- Interactive map of Gmina Somonino
- Coordinates (Somonino): 54°16′36″N 18°11′56″E﻿ / ﻿54.27667°N 18.19889°E
- Country: Poland
- Voivodeship: Pomeranian
- County: Kartuzy
- Seat: Somonino

Area
- • Total: 112.27 km^{2} (43.35 sq mi)

Population (2006)
- • Total: 9,214
- • Density: 82.07/km^{2} (212.6/sq mi)
- Website: https://www.somonino.pl

= Gmina Somonino =

Gmina Somonino (Somònino) is a rural gmina (administrative district) in Kartuzy County, Pomeranian Voivodeship, in northern Poland. Its seat is the village of Somonino, which lies approximately 7 km south of Kartuzy and 30 km west of the regional capital Gdańsk.

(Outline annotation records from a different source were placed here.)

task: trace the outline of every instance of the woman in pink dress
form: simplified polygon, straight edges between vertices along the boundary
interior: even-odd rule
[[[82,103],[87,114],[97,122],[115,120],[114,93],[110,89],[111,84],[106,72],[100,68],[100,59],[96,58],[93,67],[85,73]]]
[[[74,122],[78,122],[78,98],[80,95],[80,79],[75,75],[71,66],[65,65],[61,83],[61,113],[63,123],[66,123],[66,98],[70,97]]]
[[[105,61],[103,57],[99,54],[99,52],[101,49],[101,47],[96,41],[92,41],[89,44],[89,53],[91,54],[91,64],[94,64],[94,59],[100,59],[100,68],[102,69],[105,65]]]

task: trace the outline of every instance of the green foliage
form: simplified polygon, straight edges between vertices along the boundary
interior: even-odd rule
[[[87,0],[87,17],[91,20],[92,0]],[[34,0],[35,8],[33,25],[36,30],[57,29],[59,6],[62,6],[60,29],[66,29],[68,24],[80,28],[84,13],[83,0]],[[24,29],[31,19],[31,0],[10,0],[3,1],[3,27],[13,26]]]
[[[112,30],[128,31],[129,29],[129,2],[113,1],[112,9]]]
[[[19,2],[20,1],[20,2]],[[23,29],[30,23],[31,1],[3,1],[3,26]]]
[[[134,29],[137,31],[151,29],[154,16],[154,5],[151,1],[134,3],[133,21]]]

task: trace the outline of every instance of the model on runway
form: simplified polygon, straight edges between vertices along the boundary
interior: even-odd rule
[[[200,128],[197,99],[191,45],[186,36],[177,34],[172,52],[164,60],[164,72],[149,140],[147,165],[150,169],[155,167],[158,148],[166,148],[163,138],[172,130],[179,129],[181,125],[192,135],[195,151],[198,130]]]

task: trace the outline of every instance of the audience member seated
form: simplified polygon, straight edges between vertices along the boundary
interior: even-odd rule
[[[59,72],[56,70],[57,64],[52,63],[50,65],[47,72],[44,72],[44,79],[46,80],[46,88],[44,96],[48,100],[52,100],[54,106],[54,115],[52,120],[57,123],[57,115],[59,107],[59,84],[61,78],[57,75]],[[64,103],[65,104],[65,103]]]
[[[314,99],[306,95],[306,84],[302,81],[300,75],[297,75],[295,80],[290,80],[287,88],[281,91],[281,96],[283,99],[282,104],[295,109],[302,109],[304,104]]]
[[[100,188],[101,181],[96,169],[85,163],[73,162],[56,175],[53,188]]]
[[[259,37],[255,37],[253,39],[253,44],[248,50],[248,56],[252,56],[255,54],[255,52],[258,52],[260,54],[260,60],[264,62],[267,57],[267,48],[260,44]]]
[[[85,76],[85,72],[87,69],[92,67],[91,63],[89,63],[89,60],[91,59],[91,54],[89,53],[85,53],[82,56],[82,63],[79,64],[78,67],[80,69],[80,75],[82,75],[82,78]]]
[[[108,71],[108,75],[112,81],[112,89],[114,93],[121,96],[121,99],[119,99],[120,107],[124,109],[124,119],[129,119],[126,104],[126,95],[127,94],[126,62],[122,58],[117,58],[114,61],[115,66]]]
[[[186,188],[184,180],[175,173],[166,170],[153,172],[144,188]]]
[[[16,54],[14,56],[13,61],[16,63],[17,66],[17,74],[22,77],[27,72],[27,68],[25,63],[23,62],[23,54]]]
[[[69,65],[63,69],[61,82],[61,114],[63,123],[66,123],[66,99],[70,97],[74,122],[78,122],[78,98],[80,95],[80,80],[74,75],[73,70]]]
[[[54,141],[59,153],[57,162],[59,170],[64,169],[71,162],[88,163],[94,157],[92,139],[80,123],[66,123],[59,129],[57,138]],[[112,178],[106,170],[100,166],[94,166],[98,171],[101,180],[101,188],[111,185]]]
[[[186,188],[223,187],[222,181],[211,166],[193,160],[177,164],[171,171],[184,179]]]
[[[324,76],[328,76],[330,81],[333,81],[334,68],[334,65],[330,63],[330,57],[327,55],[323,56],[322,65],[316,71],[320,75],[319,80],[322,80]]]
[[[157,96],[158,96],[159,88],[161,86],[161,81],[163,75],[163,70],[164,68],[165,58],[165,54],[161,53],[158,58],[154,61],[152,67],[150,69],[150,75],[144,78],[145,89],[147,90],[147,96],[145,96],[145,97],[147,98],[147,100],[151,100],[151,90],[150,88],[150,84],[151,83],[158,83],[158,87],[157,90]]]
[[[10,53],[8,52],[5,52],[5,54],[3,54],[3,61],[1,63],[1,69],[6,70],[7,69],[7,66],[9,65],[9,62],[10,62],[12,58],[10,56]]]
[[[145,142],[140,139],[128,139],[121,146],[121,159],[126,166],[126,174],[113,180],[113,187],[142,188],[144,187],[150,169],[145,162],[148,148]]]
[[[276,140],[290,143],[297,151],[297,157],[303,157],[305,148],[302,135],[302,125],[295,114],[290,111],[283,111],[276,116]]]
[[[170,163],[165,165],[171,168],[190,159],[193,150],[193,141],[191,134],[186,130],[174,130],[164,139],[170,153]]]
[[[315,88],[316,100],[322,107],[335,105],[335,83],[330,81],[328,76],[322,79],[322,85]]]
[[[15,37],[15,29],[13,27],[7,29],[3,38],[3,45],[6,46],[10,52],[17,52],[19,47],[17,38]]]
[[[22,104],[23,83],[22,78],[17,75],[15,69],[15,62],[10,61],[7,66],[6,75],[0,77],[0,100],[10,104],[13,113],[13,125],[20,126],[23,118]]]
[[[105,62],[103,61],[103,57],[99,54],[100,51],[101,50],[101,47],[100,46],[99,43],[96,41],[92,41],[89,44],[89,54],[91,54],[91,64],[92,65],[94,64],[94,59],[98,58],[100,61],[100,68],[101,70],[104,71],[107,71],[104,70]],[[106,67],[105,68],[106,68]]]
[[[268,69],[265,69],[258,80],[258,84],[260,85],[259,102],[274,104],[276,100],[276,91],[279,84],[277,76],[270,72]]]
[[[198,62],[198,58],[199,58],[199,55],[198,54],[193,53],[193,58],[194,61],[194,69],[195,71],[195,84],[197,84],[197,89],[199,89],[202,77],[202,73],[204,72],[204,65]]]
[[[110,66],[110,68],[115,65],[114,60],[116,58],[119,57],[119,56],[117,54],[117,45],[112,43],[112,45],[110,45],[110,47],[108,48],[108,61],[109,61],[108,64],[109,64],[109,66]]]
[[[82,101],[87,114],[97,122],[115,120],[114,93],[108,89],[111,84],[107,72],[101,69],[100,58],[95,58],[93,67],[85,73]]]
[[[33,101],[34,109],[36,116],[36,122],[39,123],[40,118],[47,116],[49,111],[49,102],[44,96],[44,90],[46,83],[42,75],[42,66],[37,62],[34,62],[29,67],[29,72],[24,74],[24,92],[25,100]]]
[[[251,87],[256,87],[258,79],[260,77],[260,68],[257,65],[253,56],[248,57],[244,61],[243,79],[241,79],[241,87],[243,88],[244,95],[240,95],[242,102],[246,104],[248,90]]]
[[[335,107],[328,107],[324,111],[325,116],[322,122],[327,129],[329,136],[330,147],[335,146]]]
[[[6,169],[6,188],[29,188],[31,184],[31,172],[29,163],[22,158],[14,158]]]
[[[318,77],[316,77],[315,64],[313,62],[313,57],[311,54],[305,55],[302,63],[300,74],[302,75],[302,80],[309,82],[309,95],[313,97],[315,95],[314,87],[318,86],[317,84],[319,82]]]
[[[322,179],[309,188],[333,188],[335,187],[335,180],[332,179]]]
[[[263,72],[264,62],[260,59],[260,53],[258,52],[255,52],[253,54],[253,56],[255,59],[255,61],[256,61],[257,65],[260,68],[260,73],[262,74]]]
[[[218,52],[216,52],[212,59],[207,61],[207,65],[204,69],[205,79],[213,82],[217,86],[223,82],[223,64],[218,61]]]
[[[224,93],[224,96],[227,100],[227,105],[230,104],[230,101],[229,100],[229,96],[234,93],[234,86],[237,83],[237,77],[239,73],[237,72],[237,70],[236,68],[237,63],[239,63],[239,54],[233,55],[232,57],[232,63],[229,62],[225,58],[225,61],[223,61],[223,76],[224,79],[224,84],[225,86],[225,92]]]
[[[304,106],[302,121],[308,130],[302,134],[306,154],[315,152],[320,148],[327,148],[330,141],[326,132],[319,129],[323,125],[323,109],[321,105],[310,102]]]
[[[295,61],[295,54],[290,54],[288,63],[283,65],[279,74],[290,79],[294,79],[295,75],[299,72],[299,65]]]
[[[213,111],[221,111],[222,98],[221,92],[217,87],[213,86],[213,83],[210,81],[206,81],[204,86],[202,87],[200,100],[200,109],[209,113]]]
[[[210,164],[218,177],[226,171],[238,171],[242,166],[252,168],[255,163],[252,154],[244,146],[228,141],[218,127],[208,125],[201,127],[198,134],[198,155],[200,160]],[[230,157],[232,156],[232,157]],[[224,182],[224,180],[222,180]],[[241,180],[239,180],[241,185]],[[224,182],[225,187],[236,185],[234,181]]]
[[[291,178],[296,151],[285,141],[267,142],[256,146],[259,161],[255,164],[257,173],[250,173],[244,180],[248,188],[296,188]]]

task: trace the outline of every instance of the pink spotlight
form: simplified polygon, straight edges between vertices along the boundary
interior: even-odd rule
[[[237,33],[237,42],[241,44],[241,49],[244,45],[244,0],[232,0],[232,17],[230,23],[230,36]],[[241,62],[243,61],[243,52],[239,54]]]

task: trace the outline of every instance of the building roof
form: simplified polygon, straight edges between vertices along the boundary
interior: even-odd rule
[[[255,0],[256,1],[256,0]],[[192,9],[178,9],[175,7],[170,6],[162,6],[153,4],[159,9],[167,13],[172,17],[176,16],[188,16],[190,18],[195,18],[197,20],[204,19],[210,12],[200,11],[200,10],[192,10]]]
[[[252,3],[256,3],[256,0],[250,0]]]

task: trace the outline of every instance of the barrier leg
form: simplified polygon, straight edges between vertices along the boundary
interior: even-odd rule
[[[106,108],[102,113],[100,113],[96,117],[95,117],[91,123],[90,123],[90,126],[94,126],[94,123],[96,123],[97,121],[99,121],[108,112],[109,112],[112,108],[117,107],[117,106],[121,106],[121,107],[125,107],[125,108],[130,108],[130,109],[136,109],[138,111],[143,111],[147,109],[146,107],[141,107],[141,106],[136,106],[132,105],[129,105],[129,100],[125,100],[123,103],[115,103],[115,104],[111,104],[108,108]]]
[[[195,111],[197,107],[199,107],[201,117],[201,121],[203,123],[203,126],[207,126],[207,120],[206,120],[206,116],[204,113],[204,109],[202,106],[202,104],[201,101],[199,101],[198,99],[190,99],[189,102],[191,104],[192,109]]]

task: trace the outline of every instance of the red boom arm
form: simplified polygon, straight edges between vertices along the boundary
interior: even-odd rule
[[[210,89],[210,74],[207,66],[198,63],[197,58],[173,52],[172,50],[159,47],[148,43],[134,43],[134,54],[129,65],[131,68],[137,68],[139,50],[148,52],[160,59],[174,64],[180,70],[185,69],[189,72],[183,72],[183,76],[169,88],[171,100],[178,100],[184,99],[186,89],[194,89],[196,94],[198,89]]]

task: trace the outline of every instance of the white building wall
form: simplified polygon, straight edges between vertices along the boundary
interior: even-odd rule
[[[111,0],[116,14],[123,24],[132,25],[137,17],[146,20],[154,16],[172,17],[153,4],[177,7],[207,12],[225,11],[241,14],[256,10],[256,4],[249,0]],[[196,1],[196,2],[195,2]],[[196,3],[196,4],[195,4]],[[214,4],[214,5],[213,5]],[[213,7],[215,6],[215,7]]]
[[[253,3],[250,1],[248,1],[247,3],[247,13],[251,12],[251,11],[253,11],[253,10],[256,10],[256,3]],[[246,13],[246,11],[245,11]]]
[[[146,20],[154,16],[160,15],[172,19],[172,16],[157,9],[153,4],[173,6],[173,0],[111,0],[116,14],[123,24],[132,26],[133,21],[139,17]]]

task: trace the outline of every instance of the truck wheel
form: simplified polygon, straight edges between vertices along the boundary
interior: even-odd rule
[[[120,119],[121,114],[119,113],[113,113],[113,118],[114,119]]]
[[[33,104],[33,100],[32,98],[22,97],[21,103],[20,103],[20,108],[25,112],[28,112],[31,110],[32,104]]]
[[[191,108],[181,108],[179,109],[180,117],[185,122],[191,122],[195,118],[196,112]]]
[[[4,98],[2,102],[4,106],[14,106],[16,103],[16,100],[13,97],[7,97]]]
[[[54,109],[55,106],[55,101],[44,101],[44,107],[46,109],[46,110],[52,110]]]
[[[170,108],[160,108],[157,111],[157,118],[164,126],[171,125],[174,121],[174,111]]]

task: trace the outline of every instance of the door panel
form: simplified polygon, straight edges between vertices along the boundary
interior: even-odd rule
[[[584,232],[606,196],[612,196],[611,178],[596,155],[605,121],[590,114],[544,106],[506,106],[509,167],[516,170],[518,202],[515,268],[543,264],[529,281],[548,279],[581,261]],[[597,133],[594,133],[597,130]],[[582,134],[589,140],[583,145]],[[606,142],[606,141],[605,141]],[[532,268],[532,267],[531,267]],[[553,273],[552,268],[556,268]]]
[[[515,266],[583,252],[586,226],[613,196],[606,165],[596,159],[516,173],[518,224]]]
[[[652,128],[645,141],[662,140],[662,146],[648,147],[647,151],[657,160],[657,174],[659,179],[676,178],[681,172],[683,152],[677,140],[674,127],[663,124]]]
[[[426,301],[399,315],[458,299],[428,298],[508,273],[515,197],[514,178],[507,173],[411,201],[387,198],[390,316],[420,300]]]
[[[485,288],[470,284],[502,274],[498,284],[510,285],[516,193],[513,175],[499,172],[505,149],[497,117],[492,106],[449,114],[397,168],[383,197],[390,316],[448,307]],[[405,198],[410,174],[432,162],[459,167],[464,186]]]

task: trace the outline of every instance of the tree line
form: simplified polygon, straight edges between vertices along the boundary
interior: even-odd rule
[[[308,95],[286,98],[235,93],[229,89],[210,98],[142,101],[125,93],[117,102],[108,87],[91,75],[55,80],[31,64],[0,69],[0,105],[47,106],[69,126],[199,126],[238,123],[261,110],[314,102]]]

The gmina covers an area of 112.27 km2, and as of 2006 its total population is 9,214.

The gmina contains part of the protected area called Kashubian Landscape Park.

==Villages==
Gmina Somonino contains the villages and settlements of Borcz, Borcz-Leśniczówka, Chylowa Huta, Dębowo, Egiertowo, Goręczyno, Graniczny Dwór, Hopowo, Jeknica, Kamela, Kaplica, Kolańska Huta, Koszowatka, Lisia Góra, Mały Dwór, Nowy Dwór, Ostowo, Ostrzyce, Patoka, Piotrowo, Połęczyno, Pstra Suka, Ramleje, Rąty, Rokitki, Rybaki, Sarni Dwór-Leśniczówka, Sarnówko, Sławki, Sławki Górne, Somonino, Stacja Wieżyca, Starkowa Huta, Stary Dwór, Trątkownica, Wyczechowo and Wyczechowo-Osady.

==Neighbouring gminas==
Gmina Somonino is bordered by the gminas of Kartuzy, Kościerzyna, Nowa Karczma, Przywidz, Stężyca and Żukowo.